Lucky Come Hawaii by Jon Shirota
"Lucky Come Hawaii" by Jon Shirota presents the story of Kama Gusada, an aging Okinawan-American pig farmer who reacts to the news of the Pearl Harbor attack with misguided optimism, believing that Japanese forces will liberate Hawaii. This perspective leads him to brew sake and display the Japanese flag, creating tension within his family, who fear a return to strict Japanese traditions. The novel explores the complexities of identity as Kama's children navigate their aspirations and conflicts amid the backdrop of war: Ichiro is in Japan, Niro studies dentistry in Hawaii, Saburo becomes engrossed in gambling, and Kimiko falls in love with a Hawaiian soldier. As Kama's pro-Japanese fervor fades under the strain of family dynamics and personal health crises, the narrative examines the moral ambiguities of war and the challenges faced by Japanese Americans during this tumultuous period. The story ends with Niro grappling with his role as a military translator, questioning the societal hatred that emerged post-Pearl Harbor and hinting at a hopeful return to the Aloha spirit. Shirota's novel is recognized as a significant work in Japanese American literature, shedding light on a unique cultural perspective during a pivotal moment in U.S. history.

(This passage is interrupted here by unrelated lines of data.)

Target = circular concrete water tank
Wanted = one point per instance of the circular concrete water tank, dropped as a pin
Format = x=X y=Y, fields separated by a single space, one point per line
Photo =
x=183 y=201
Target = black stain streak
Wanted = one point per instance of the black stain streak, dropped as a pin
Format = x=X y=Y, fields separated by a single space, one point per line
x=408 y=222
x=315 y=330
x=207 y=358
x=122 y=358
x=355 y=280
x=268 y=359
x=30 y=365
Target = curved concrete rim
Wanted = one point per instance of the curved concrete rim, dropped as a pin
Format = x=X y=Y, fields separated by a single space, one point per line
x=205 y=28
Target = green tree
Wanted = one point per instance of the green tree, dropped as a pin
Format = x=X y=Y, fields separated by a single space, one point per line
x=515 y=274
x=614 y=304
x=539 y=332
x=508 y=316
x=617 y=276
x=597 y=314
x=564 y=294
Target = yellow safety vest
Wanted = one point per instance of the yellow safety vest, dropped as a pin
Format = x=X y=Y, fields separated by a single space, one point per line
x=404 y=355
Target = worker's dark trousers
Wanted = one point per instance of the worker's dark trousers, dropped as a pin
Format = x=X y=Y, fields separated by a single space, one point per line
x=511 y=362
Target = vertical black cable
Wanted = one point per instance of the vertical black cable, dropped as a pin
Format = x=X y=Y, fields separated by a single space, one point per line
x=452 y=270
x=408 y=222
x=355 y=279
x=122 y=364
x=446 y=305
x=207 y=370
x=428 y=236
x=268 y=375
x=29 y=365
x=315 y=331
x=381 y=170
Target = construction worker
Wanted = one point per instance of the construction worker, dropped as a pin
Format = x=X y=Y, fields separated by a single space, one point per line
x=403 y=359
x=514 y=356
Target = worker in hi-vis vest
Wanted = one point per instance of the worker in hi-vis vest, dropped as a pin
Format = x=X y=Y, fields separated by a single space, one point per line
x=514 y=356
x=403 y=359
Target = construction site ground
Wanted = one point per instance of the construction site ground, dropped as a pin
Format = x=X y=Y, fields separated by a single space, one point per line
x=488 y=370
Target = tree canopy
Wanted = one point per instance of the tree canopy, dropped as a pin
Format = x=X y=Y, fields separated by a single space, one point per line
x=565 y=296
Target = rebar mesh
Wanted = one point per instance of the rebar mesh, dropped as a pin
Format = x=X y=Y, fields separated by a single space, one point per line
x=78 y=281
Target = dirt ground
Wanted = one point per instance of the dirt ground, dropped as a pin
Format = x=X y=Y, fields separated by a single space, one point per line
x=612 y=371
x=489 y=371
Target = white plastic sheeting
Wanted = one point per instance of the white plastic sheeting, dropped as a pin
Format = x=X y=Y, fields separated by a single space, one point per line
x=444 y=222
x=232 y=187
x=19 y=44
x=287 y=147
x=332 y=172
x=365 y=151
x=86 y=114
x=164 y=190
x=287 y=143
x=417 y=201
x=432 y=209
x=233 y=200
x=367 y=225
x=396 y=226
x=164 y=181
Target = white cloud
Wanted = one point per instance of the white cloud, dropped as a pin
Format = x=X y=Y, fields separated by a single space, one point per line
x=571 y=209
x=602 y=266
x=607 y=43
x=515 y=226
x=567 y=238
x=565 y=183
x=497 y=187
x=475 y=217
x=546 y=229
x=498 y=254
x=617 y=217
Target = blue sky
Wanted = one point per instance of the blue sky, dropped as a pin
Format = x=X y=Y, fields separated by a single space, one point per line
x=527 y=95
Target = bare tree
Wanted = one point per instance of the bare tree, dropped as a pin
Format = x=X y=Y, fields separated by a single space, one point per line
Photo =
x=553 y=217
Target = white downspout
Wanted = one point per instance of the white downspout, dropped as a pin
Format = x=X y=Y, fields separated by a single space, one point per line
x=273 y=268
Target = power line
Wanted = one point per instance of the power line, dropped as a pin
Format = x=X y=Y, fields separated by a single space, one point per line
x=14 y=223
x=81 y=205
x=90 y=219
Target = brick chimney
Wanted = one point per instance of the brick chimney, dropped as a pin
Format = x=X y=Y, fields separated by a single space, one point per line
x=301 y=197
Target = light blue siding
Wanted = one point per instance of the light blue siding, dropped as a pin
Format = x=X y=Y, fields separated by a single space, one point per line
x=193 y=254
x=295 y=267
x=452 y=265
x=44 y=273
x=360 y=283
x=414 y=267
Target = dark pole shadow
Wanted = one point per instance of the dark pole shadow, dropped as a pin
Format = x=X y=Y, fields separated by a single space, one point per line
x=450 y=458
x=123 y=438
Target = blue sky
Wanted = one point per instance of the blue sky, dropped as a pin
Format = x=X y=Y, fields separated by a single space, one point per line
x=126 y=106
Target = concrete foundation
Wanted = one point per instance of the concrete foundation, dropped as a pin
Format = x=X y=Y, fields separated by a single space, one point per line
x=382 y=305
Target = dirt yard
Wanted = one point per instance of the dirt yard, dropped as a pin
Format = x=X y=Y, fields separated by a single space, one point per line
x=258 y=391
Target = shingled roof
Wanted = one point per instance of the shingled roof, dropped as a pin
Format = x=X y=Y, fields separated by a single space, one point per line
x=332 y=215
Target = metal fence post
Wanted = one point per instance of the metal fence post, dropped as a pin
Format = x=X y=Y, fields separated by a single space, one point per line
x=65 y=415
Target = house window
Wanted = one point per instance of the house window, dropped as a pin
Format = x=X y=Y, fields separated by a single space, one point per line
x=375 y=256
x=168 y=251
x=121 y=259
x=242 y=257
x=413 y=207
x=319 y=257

Lucky Come Hawaii by Jon Shirota
Published 1965
Author Jon Shirota
A darkly comic rendering of the story of an Okinawan family in Maui caught between a compelling loyalty to Japan and an appreciation for the opportunities offered by the United States.
Key Figures
- Jon Shirota (1928- ), author
The Work
Lucky Come Hawaii is the story of Kama Gusada, a lovable, aging drunkard and pig farmer born in the United States but raised an Okinawan to whom the news of Japanese planes attacking Pearl Harbor is almost too good to be true. Convinced that the Japanese will easily overrun the island and defeat the Americans, Kama brews sake and paints the Rising Sun (the Japanese flag) on the roof of his home to welcome the triumphant arrival of the Japanese army. For his children, however, the incursion of the Buddhaheads (Japanese) into their lives is a disaster, foreboding a return of rigid Japanese customs. To complicate matters, Kama’s first-born son, Ichiro, is in Japan, having only recently graduated with honors never before bestowed on a nisei (second-generation Japanese American), while his second son, Niro, is at the University of Hawaii studying to be a dentist. In the meantime, his third son, Saburo, who spends most of his time fantasizing about his American high school English teacher, slips into compulsive gambling, and his daughter, Kimiko, falls in love with a Hawaiian, who enlists in the U.S. Army, very much against the wishes of Kimiko’s traditional parents. His pro-Japanese patriotic ardor dimming under such strain, Kama dreams of Ichiro and Niro meeting on the field of war, suffers a heart attack, and dies. As the novel concludes, Niro has joined the U.S. military, where he is pressed to serve as translator for the military police who terrorize Japanese Americans who fail to comply with rules of martial law. Complicitous in the racist brutalization of other Japanese immigrants, Niro is left to wonder if the distrust, hatred, and intolerance unleashed on December 7 (Pearl Harbor day) can ever be curbed, a question answered by a propitious Hawaiian rainbow that promises the return of the prewar Aloha spirit that once welcomed everyone to the islands.
Impact
Lucky Come Hawaii was among the first Japanese American novels to experience critical acclaim in the United States. The book captures a tragic and poignant period in U.S. history from an unusual perspective, looking at the nation’s war with Japan through the eyes of immigrants from Okinawa. In this way, Shirota’s work reflects not only a canonical shift in values concerning ethnic literature but also an evolving American view of war and patriotism. Through the Vietnam experience in the 1960’s, Americans, like Kama Gusada, began to recognize the moral ambiguities of modern warfare. War was no longer a matter of right versus wrong, good versus evil, civilization versus barbarianism, or, perhaps, as Shirota reveals, it never had been. It is, instead, cruelly indiscriminate, culturally complex, and darkly absurd.
Related Work
Shirota’s Pineapple White (1972) explores the life of a Japanese American gardener who leaves his Waipahu plantation and journeys to Los Angeles to experience a bewildering medley of adventures.
Additional Information
Okage Sama De: The Japanese in Hawai’i, 1885-1985 (1987), by Dorothy Ochiai Hazanna and Jane Okamoto Komeiji, provides additional information on the subject of Shirota’s book, and Dennis Kawaharada’s The Rhetoric of Identity in Japanese American Writings, 1948-1988 (1988), gives details on Shirota and his works.